MTF-Grasp: A Multi-tier Federated Learning Approach for Robotic Grasping
- URL: http://arxiv.org/abs/2507.10158v2
- Date: Wed, 16 Jul 2025 12:39:22 GMT
- Title: MTF-Grasp: A Multi-tier Federated Learning Approach for Robotic Grasping
- Authors: Obaidullah Zaland, Erik Elmroth, Monowar Bhuyan,
- Abstract summary: Federated Learning (FL) is a machine learning paradigm that enables participating devices to train privacy-preserved and collaborative models.<n>We propose MTF-Grasp, a multi-tier FL approach for robotic grasping, acknowledging the unique challenges posed by the non-IID data distribution across robots.<n>Our approach outperforms the conventional FL setup by up to 8% on the quantity-skewed Cornell and Jacquard grasping datasets.
- Score: 0.0
- License: http://creativecommons.org/licenses/by/4.0/
- Abstract: Federated Learning (FL) is a promising machine learning paradigm that enables participating devices to train privacy-preserved and collaborative models.
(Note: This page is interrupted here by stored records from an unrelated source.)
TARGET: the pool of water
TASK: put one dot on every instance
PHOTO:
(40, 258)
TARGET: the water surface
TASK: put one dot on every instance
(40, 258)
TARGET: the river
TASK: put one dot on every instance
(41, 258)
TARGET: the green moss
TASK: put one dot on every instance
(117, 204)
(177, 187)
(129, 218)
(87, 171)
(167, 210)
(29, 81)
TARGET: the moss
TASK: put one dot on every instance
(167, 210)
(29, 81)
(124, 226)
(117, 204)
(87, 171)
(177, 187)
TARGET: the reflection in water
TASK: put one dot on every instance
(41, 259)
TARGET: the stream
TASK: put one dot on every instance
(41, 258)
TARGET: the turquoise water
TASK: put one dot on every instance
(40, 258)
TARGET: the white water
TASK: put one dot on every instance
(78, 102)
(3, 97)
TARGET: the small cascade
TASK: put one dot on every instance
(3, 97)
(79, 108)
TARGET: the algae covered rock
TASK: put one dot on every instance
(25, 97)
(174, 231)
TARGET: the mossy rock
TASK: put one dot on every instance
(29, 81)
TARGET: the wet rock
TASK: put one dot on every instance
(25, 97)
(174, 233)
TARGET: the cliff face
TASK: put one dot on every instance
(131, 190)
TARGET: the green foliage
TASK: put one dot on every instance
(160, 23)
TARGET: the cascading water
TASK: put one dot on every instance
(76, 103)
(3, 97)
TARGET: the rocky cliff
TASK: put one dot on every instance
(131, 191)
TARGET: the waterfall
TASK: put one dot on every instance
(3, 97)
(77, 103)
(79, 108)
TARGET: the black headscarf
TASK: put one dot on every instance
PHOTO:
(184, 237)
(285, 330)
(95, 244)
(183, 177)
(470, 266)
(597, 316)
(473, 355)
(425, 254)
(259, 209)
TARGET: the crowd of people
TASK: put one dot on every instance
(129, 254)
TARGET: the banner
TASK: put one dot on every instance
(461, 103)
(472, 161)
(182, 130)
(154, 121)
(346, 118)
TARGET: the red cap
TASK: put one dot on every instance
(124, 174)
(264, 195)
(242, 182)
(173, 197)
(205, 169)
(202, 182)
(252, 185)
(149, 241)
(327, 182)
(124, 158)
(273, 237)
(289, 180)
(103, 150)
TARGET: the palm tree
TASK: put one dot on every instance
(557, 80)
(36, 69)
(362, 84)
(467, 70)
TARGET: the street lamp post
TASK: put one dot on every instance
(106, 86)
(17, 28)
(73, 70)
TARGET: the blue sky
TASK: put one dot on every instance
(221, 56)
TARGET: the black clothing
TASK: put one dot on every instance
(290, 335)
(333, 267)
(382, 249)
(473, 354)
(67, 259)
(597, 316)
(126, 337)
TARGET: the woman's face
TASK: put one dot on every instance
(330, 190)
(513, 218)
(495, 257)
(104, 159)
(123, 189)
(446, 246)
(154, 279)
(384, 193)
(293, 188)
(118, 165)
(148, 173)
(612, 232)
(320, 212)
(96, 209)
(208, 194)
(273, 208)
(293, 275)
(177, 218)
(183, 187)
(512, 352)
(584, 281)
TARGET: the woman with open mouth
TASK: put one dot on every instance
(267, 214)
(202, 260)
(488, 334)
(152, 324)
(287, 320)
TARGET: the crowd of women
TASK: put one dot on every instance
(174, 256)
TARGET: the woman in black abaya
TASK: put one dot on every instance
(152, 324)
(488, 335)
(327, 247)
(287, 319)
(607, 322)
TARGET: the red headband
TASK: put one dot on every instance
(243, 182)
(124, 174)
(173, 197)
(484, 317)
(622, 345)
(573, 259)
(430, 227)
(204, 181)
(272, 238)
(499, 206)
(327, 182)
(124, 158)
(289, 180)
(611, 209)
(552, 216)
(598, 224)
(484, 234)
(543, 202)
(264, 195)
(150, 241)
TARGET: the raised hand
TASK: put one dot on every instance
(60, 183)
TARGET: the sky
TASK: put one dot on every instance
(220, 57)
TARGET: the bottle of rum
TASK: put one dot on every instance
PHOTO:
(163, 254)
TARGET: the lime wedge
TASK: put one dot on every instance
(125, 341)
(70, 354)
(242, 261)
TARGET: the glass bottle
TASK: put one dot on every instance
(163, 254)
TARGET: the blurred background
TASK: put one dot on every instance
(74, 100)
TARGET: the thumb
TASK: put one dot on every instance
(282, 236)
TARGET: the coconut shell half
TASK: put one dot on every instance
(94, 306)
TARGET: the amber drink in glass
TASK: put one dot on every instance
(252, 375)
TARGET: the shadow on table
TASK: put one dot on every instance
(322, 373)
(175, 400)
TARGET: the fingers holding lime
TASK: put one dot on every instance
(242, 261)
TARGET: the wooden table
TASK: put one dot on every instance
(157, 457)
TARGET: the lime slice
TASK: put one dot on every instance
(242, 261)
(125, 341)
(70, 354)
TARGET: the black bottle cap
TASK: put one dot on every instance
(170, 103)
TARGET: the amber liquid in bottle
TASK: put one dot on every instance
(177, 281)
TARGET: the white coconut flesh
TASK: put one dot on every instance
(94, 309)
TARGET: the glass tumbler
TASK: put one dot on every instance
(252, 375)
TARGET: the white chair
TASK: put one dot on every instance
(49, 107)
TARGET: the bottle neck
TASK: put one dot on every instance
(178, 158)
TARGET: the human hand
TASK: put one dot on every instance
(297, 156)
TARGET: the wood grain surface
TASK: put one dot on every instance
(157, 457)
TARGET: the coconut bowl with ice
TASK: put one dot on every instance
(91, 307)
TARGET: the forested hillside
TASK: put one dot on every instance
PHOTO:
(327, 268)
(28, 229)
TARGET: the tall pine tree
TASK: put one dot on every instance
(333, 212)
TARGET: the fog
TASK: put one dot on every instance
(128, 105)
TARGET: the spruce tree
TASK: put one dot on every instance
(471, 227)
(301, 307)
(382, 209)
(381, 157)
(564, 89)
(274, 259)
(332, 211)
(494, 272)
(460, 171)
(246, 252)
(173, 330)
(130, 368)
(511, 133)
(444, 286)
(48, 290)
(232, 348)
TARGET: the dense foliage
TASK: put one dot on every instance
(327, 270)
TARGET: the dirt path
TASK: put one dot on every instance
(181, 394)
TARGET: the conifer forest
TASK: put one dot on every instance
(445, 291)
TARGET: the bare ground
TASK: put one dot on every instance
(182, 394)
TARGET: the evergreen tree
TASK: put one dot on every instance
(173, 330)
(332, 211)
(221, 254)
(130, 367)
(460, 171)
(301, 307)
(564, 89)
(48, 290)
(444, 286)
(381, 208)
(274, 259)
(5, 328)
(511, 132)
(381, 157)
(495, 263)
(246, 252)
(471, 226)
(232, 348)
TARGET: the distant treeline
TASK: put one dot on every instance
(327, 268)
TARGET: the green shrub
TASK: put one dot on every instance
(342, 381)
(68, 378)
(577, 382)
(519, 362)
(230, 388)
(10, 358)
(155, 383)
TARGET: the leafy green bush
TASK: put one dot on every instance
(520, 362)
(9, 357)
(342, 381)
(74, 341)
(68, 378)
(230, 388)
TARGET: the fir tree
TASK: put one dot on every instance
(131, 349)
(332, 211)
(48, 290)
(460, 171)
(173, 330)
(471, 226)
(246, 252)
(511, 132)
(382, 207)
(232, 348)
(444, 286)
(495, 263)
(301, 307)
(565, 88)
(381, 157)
FL has proven its benefits for robotic manipulation tasks. However, grasping tasks lack exploration in such settings where robots train a global model without moving data and ensuring data privacy. The main challenge is that each robot learns from data that is nonindependent and identically distributed (non-IID) and of low quantity. This exhibits performance degradation, particularly in robotic grasping. Thus, in this work, we propose MTF-Grasp, a multi-tier FL approach for robotic grasping, acknowledging the unique challenges posed by the non-IID data distribution across robots, including quantitative skewness. MTF-Grasp harnesses data quality and quantity across robots to select a set of "top-level" robots with better data distribution and higher sample count. It then utilizes top-level robots to train initial seed models and distribute them to the remaining "low-level" robots, reducing the risk of model performance degradation in low-level robots. Our approach outperforms the conventional FL setup by up to 8% on the quantity-skewed Cornell and Jacquard grasping datasets.